The static method `QvdDataFrame.from_qvd` loads a QVD file from the given path and parses it. The method returns a `QvdDataFrame` instance.

#### `@staticmethod from_stream(source: BinaryIO) -> QvdDataFrame`

The static method `QvdDataFrame.from_stream` loads a QVD file from the given binary stream. The method returns a `QvdDataFrame` instance.

#### `@staticmethod from_dict(data: Dict[str, List[any]]) -> QvdDataFrame`

The static method `QvdDataFrame.from_dict` constructs a data frame from a dictionary. The dictionary must contain the columns and the actual data as properties. The columns property is an array of strings that contains the names of the fields in the QVD file. The data property is an array of arrays that contains the actual data records. The order of the values in the inner arrays corresponds to the order of the fields in the QVD file.

#### `@staticmethod from_pandas(data: pandas.DataFrame) -> QvdDataFrame`

The static method `QvdDataFrame.from_pandas` constructs a data frame from a pandas data frame.

#### `head(n: int) -> QvdDataFrame`

The method `head` returns the first `n` rows of the data frame.

#### `tail(n: int) -> QvdDataFrame`

The method `tail` returns the last `n` rows of the data frame.

#### `select(*args: str) -> QvdDataFrame`

The method `select` returns a new data frame that contains only the specified columns.

#### `rows(*args: int) -> QvdDataFrame`

The method `rows` returns a new data frame that contains only the specified rows.

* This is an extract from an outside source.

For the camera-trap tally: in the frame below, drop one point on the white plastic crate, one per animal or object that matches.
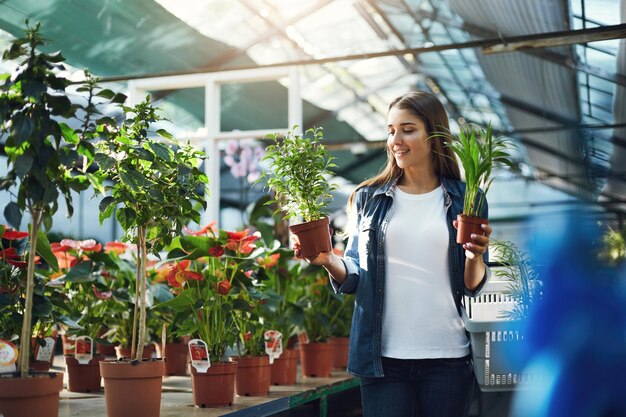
(492, 336)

#### `at(row: int, column: str) -> any`

The method `at` returns the value at the specified row and column.

#### `to_dict() -> Dict[str, List[any]]`

The method `to_dict` returns the data frame as a dictionary. The dictionary contains the columns and the actual data as properties. The columns property is an array of strings that contains the names of the fields in the QVD file. The data property is an array of arrays that contains the actual data records. The order of the values in the inner arrays corresponds to the order of the fields in the QVD file.

#### `to_qvd(path: str) -> None`

The method `to_qvd` writes the data frame to a QVD file at the specified path.

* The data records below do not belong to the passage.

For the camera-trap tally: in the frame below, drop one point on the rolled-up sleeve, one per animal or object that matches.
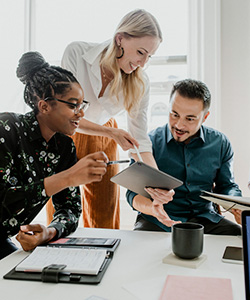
(138, 126)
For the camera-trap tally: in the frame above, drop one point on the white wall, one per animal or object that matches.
(235, 83)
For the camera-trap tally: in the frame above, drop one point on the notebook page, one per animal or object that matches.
(81, 261)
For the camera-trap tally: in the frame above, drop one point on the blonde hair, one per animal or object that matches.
(136, 24)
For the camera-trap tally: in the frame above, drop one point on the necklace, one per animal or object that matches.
(105, 76)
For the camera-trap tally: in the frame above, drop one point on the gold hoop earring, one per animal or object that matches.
(118, 57)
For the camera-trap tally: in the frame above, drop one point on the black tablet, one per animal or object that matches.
(140, 175)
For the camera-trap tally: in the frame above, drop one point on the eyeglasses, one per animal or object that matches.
(76, 106)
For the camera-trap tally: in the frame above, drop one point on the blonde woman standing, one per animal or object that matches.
(113, 81)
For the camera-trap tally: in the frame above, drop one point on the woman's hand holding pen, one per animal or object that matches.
(30, 236)
(123, 138)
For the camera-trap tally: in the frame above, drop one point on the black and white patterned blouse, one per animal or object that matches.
(25, 160)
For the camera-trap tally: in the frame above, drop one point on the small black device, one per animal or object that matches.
(233, 255)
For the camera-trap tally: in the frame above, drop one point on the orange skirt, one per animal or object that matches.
(100, 200)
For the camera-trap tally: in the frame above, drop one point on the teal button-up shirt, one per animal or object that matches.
(206, 163)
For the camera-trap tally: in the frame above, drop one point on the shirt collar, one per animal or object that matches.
(170, 136)
(94, 52)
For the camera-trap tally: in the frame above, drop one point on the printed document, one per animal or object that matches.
(80, 261)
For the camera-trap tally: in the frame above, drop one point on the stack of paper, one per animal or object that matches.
(227, 201)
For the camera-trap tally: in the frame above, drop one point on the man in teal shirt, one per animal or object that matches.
(200, 156)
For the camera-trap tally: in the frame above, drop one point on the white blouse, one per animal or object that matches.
(83, 60)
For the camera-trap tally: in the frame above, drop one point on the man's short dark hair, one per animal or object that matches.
(192, 89)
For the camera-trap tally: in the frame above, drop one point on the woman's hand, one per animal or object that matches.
(237, 215)
(123, 138)
(161, 197)
(30, 236)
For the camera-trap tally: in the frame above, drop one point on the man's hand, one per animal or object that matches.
(30, 236)
(161, 197)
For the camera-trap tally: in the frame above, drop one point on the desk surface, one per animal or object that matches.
(136, 271)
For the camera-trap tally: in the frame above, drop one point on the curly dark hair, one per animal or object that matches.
(192, 89)
(41, 80)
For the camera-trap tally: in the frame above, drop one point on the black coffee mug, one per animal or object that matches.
(187, 240)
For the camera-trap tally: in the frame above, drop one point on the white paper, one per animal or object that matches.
(81, 261)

#### `to_stream(target: BinaryIO) -> None`

The method `to_stream` writes the data frame as a QVD file to a binary stream.

#### `to_pandas() -> pandas.DataFrame`

The method `to_pandas` returns the data frame as a pandas data frame.

## License

Copyright (c) 2024 Constantin Müller

Permission is hereby granted, free of charge, to any person obtaining a copy
of this software and associated documentation files (the "Software"), to deal
in the Software without restriction, including without limitation the rights
to use, copy, modify, merge, publish, distribute, sublicense, and/or sell
copies of the Software, and to permit persons to whom the Software is
furnished to do so, subject to the following conditions:

The above copyright notice and this permission notice shall be included in all
copies or substantial portions of the Software.

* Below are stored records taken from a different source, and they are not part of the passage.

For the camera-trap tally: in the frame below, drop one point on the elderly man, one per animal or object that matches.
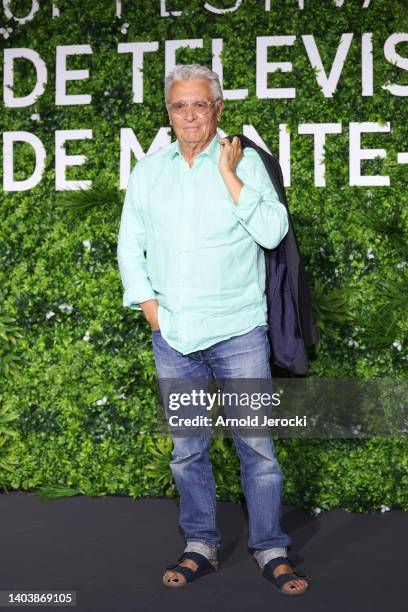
(195, 217)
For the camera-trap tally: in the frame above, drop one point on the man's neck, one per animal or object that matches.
(190, 150)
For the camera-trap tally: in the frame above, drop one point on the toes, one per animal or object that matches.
(295, 585)
(173, 577)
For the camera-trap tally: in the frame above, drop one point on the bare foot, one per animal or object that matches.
(171, 576)
(298, 585)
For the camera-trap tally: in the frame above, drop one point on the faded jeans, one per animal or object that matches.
(244, 356)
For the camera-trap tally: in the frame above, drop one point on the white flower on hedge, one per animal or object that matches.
(6, 32)
(66, 308)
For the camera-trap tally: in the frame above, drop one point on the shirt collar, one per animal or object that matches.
(212, 150)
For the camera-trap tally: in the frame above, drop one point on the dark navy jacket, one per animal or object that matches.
(290, 312)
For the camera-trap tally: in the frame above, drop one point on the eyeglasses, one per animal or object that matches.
(201, 107)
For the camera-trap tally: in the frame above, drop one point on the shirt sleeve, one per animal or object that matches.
(259, 208)
(131, 246)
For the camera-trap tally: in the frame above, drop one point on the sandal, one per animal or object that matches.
(279, 581)
(204, 567)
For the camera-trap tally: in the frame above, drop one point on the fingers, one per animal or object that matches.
(225, 141)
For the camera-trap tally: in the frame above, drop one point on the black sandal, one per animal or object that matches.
(279, 581)
(204, 567)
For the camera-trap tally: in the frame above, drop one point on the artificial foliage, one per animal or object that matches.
(78, 388)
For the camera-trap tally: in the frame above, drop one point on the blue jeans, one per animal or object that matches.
(244, 356)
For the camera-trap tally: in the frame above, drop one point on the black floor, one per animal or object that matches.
(112, 551)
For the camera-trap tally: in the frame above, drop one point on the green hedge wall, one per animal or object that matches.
(77, 415)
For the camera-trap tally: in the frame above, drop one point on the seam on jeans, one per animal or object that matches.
(206, 486)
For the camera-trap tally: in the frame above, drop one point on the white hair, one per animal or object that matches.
(192, 71)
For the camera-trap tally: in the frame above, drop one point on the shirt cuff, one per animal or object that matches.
(248, 200)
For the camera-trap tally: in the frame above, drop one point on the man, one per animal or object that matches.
(201, 209)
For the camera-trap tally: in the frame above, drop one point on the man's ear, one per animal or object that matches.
(220, 108)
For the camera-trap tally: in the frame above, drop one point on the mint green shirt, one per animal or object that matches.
(183, 242)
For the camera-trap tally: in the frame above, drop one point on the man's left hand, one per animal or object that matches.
(231, 154)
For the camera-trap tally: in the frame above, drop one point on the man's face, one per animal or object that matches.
(192, 127)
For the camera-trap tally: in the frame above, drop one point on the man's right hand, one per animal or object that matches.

THE SOFTWARE IS PROVIDED "AS IS", WITHOUT WARRANTY OF ANY KIND, EXPRESS OR
IMPLIED, INCLUDING BUT NOT LIMITED TO THE WARRANTIES OF MERCHANTABILITY,
FITNESS FOR A PARTICULAR PURPOSE AND NONINFRINGEMENT. IN NO EVENT SHALL THE
AUTHORS OR COPYRIGHT HOLDERS BE LIABLE FOR ANY CLAIM, DAMAGES OR OTHER
LIABILITY, WHETHER IN AN ACTION OF CONTRACT, TORT OR OTHERWISE, ARISING FROM,
OUT OF OR IN CONNECTION WITH THE SOFTWARE OR THE USE OR OTHER DEALINGS IN THE
SOFTWARE.

[MIT License](https://opensource.org/licenses/MIT) or [LICENSE](LICENSE) for
more details.

### Forbidden

**Hold Liable**: Software is provided without warranty and the software
author/license owner cannot be held liable for damages.